On May 27, 1993, Robinson became the first Irish president to visit the United Kingdom in an official capacity, when she met with Queen Elizabeth II at Buckingham Palace. Robinson had previously met Prince Philip in 1991, when she received permission from Haughey to travel to the University of Cambridge to accept an honorary degree, where Philip was then the chancellor. Reportedly, Haughey only realised that the prince was the university's chancellor after he had already granted Robinson permission to travel. Several weeks later, on 18 June, Robinson controversially met with Sinn Féin president Gerry Adams in his West Belfast constituency.

In 1994, Robinson was the first head of state to visit Rwanda in the aftermath of the Rwandan genocide.

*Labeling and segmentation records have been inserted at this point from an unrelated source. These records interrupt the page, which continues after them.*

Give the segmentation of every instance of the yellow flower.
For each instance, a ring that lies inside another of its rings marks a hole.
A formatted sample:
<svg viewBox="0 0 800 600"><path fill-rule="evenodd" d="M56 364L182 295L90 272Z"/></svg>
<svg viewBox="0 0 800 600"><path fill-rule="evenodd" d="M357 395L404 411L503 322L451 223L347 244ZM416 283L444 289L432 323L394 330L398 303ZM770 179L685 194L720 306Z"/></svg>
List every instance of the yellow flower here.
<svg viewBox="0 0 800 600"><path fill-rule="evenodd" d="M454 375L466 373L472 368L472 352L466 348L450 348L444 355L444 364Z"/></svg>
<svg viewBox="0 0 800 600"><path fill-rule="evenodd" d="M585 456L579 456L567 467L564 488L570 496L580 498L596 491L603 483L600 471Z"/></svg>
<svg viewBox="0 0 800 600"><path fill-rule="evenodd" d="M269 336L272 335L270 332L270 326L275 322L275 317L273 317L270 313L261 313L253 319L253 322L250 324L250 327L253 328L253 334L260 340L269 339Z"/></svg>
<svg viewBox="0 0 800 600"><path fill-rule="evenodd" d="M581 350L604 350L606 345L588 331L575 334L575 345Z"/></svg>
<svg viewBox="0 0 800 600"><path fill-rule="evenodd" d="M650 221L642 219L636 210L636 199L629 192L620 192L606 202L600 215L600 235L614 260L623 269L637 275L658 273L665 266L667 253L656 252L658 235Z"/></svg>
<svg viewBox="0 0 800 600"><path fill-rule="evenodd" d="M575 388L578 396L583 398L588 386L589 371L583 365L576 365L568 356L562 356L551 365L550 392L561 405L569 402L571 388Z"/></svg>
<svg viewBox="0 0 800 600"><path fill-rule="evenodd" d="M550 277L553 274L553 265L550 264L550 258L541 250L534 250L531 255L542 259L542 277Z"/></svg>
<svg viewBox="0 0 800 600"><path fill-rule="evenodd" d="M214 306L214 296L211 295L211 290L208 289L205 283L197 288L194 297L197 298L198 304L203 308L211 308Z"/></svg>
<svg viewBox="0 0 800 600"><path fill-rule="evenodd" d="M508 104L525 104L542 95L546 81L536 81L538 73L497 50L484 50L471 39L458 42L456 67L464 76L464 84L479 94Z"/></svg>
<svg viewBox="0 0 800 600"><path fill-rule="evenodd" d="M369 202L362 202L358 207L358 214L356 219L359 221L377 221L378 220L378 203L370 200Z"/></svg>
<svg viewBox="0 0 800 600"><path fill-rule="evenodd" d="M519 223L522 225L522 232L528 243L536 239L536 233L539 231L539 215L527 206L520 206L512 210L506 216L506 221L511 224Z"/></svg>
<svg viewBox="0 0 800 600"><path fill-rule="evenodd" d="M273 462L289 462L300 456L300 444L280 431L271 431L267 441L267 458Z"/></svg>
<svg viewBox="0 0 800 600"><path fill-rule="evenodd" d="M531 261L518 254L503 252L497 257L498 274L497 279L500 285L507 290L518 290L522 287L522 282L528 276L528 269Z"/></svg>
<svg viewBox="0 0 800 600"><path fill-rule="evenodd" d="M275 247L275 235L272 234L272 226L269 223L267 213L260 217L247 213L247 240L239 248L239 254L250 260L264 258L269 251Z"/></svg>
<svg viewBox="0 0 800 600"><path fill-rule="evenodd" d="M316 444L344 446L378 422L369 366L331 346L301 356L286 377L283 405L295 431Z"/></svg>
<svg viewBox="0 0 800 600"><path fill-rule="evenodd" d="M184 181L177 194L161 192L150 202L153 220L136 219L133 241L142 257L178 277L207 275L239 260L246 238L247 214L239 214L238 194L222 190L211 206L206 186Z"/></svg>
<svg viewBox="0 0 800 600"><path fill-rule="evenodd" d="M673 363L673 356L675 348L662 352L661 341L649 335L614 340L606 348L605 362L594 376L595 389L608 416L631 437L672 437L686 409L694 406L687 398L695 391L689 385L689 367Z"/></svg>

Robinson issued her resignation as president in a message to the Ceann Comhairle of the Dáil, taking effect on 12 September 1997. The government stated that her resignation "was not unexpected" and wished her "every success". Robinson resigned to take up appointment as United Nations High Commissioner for Human Rights. Upon her resignation as president, the role of President of Ireland was transferred to the Presidential Commission (which comprised the Chief Justice of Ireland, the Ceann Comhairle of Dáil Éireann and the Cathaoirleach of Seanad Éireann) from 12 September to 11 November 1997, when the new president Mary McAleese was sworn in. Despite leaving office with just three months remaining in her presidency, Robinson later expressed regret at her early departure, indicating she could have postponed her acceptance of High Commissioner's office.

== Popularity ==
Due to the uncontroversial nature of the role, Irish presidents tend be far more popular than any other Irish politicians. Even so, Robinson was exceptionally popular even amongst other presidents, and her popularity ratings stabilised at a level higher than those of any of her predecessors. Already well known both locally and internationally (in a compendium of Irish women released in 1988, Robinson was described as "Ireland's best known woman politician"), it was in her role as president that Robinson became one of Ireland's most popular politicians. In 1993, a major MRBI survey found that two out of every three Irish women surveyed spontaneously (i.e. without being prompted a list of candidates to choose from) stated that Robinson was the woman they most admired. Regularly polling approval ratings above 90%, approval of President Robinson peaked at 93% among the Irish public.

== Legacy ==
Robinson is credited with having had a transformative effect on the role of president, a role which up until her tenure had been seen largely as a purely symbolic office. Robinson is credited with "paving the way" for her successor, Mary McAleese, who became the first woman to succeed another woman as an elected head of state anywhere on earth.